Peanut butter prices have gone up at least 30 percent recently because of hot weather in peanut-growing states such as Texas and Georgia and because some farmers have switched to more profitable crops such as corn and cotton.
“Knowing about the upcoming shortage a couple months ago, we made a big forward purchase of peanut butter,” Debi Kreutzman, director of community relations for the food bank, said. “We were able to stock up a few months’ worth, but once that’s gone, the projected price skyrocketing is going to hurt us tremendously.”
The food bank supplies 33 pantries in the Wichita area, and peanut butter is a staple because it’s a good source of protein that has a long shelf life and is loved by children.
“Some of our agencies don’t have the capacity to do the lunch meat or the frozen products,” Kreutzman said. “They like to have peanut butter or tuna.”
The food bank plans to continue to give peanut butter to the needy even when supplies start to dwindle, including putting jars of it in backpacks of food that schoolchildren receive weekly. But peanut butter may be put into a rotation with other protein sources such as Vienna sausages, Beanee Weenee and beef jerky, Kreutzman said.
Catholic Charities is the benefactor of three peanut-butter drives, including two record-breaking collections just completed by Bishop Carroll and Kapaun Mount Carmel high schools, said Heather Welch, marketing manager for the charity.
“Right now we’re blessed with an abundance of private donations,” Welch said. But an increased need in the community means it doesn’t last, she said.
“It’s not that we have a shortage of a particular item; we just can’t keep it on the shelves because there’s such a need. We rely on those donations day by day. We get the donations in – people are very generous – but we can’t keep it on the shelf.”
Kevin Enz of the food bank said he is staying on the lookout for good prices for peanut butter, even considering the possibility of buying imports, perhaps from Argentina.
As businesses hold food drives this holiday season, Kreutzman has been asking them especially for peanut butter. “Especially if they’re going to weigh food, I tell them, ‘Peanut butter weighs a lot!’ ”

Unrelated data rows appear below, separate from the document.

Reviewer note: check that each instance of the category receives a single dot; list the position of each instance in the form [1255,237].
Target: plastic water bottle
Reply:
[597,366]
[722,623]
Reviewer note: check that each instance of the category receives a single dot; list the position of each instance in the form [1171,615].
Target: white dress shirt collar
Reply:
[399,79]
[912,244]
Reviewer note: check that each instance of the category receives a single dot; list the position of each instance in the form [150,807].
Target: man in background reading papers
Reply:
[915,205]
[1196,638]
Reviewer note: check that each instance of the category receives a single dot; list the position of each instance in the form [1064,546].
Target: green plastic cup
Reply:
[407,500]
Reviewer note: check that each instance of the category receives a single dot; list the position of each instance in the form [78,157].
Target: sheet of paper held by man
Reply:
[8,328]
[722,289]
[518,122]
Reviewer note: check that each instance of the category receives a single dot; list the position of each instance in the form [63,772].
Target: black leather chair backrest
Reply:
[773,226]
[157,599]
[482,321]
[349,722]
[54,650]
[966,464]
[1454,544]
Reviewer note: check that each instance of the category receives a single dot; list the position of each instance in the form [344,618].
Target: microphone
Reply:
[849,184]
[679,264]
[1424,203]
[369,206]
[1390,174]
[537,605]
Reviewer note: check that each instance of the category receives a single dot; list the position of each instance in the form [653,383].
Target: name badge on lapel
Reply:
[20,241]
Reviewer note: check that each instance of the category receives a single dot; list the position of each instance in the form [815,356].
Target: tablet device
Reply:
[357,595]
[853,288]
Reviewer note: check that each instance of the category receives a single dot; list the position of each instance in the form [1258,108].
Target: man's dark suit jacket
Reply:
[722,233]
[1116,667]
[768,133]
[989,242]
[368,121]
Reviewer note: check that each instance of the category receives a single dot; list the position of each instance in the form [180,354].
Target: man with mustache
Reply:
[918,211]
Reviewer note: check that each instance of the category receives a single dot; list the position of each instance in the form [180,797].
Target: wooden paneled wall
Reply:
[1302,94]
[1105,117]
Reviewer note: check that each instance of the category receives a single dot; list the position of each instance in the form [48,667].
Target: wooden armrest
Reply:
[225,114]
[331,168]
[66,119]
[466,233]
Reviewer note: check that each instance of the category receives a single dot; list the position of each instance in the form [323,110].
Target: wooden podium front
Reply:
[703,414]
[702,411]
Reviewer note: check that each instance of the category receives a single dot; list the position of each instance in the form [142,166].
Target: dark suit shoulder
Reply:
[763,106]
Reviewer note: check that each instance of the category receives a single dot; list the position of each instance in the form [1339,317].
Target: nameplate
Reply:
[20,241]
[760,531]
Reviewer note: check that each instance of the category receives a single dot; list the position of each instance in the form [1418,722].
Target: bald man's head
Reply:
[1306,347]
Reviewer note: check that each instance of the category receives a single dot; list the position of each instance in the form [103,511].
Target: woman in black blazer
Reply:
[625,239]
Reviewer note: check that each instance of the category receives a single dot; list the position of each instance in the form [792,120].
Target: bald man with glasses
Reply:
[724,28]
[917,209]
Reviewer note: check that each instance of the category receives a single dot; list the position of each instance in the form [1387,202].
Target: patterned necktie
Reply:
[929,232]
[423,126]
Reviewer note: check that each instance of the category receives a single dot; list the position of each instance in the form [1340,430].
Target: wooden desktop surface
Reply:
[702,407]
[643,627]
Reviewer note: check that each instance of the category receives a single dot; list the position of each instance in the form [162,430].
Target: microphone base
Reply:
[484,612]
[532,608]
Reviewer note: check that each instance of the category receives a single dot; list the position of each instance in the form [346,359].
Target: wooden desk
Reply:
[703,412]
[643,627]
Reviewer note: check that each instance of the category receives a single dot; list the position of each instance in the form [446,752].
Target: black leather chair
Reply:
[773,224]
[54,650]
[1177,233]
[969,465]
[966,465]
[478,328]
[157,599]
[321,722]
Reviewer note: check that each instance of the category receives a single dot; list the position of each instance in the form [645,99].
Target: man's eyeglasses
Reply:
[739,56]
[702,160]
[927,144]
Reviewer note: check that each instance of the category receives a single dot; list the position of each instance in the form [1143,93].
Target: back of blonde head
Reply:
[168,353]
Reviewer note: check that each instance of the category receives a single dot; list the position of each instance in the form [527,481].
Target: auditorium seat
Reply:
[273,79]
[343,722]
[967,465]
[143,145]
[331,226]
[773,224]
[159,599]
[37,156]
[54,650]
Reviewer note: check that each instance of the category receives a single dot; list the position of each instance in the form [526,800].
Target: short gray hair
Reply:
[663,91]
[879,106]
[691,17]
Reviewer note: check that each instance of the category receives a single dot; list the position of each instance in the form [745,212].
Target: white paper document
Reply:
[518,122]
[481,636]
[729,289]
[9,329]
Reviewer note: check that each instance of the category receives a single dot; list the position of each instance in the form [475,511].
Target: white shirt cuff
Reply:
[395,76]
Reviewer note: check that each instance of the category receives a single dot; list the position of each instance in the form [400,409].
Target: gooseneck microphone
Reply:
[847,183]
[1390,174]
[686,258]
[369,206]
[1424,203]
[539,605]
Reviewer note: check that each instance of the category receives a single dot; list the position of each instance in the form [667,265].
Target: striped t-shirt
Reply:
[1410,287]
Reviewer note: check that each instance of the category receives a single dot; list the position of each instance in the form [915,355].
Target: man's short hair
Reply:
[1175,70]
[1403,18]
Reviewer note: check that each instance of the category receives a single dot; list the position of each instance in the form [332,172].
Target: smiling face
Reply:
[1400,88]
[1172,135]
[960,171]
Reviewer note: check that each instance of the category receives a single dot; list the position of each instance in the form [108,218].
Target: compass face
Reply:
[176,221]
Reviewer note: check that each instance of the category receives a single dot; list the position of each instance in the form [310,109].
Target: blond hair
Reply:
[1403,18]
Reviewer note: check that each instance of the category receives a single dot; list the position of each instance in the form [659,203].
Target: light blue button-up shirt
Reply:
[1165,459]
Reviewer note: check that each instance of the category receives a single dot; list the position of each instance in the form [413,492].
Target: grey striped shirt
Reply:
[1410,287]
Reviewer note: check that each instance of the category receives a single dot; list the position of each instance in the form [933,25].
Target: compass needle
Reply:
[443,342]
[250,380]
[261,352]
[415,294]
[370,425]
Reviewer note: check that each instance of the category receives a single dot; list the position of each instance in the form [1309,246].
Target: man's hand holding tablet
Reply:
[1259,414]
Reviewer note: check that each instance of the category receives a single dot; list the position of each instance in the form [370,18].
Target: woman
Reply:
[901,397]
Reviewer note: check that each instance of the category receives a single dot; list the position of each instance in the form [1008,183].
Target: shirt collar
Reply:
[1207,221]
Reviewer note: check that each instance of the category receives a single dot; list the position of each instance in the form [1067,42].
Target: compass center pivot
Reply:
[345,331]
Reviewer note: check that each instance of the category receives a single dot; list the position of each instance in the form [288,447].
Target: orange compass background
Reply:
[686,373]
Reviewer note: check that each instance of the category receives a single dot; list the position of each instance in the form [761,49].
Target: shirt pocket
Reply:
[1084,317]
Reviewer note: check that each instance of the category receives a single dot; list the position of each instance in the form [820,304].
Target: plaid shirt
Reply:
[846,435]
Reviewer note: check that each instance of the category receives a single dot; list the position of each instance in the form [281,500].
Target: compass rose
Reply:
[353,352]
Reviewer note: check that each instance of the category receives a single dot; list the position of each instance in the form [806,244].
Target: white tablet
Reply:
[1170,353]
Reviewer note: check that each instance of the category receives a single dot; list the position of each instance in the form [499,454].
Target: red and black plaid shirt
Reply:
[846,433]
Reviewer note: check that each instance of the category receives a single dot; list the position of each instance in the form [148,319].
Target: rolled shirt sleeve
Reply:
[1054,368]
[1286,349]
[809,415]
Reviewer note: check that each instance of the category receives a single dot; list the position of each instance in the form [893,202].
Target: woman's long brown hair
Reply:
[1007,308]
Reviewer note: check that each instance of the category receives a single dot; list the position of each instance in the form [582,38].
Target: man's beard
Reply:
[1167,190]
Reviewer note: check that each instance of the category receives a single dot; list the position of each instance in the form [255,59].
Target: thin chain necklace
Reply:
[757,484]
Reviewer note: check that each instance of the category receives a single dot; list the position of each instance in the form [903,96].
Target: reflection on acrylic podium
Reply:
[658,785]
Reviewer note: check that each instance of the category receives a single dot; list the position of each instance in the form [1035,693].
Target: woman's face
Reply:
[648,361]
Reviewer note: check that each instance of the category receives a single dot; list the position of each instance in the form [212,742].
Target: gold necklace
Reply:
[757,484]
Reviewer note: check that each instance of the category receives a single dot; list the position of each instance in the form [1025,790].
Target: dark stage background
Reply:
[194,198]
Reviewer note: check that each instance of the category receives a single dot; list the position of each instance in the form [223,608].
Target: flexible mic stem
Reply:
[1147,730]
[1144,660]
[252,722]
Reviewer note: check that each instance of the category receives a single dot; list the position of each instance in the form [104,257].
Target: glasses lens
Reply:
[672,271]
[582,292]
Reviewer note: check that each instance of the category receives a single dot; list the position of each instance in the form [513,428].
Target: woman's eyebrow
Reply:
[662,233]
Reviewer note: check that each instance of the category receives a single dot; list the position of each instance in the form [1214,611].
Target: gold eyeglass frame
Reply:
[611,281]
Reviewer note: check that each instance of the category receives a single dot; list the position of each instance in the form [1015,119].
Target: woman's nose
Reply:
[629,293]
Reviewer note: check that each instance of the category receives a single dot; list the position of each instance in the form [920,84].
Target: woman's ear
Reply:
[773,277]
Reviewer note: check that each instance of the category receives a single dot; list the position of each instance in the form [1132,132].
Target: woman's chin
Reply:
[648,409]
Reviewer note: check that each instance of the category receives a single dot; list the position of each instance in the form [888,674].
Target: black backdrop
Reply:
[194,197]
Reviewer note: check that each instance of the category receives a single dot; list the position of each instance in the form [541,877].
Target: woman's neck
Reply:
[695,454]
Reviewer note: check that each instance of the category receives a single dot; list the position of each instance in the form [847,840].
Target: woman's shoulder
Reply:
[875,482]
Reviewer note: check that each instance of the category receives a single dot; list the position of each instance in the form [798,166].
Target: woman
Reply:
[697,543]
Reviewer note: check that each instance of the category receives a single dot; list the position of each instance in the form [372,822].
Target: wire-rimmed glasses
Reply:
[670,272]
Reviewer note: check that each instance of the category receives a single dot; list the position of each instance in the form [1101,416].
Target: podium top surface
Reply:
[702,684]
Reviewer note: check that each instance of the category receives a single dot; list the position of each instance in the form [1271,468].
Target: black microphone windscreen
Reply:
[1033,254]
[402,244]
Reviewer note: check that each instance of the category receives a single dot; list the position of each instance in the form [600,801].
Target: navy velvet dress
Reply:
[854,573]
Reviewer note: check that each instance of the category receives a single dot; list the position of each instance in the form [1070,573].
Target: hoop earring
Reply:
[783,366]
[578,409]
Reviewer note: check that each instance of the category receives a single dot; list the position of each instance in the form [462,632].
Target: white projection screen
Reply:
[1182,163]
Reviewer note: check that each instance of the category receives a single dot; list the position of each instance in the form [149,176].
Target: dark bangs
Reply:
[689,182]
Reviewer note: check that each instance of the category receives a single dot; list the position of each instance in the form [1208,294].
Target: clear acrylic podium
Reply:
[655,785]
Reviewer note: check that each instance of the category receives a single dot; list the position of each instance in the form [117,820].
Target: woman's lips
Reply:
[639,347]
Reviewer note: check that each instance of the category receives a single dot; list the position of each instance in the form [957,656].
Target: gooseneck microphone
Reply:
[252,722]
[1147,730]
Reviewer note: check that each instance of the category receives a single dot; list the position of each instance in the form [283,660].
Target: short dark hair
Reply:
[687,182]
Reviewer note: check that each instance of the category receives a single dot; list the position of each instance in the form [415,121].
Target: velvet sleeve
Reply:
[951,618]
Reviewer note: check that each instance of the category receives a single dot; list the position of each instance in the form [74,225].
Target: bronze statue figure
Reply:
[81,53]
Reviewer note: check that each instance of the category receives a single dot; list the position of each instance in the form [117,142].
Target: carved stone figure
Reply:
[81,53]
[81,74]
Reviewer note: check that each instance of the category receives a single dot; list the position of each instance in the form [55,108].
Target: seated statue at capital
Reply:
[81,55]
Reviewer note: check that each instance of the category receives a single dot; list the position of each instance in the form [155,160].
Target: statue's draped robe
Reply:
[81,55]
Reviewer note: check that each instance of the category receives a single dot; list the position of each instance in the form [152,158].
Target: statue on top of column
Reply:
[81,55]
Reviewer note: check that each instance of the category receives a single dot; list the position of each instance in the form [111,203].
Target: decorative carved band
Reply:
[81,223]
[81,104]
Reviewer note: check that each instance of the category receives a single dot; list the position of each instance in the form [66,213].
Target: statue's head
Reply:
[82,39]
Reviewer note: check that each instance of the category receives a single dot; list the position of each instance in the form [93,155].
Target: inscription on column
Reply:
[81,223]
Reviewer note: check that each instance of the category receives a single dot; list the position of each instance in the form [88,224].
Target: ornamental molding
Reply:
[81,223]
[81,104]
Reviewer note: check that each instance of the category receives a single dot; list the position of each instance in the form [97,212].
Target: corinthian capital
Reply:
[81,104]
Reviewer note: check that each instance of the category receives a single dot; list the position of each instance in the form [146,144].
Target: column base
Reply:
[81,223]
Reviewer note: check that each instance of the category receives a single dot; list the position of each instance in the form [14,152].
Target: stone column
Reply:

Pointing up the importance of peanut butter at food pantries, a tub designated expressly for collecting it has long been a fixture at Church of the Magdalen on East 21st Street. Whenever the tub in the foyer fills up, the peanut butter is delivered to Catholic Charities. No decline has been noticed in donations despite the increase in prices, pastoral minister Ted Cook said.
“The people who do that are pretty dedicated to it,” Cook said. “They buy a jar or two – maybe it’s 50 or 60 cents more, they’re not fazed by that. If it were people buying cases of it, they might be.”
Food banks said higher food prices also have led to less peanut butter and other foods being available through U.S. Department of Agriculture commodity programs, in which the government buys surpluses of certain items to help balance supply and demand and makes them available to schools and nonprofits.
The national hunger-relief charity Feeding America anticipates distributing half as many commodities this fiscal year as it did in the one that ended June 30, spokeswoman Maura Daly said.
The USDA did not respond to requests for comment.
The American Peanut Council, an industry trade group, is keeping an eye on how prices affect charities that depend on peanut butter.
“We’ll probably do some work over the next year to try to get consumers to help out,” said Stephanie Grunenfelder, vice president for international marketing. “It’s always the poor who suffer the most when prices are high, unfortunately. Even though peanut butter is going to be more expensive, it’s still a pretty economical protein source for people that are struggling to get by.”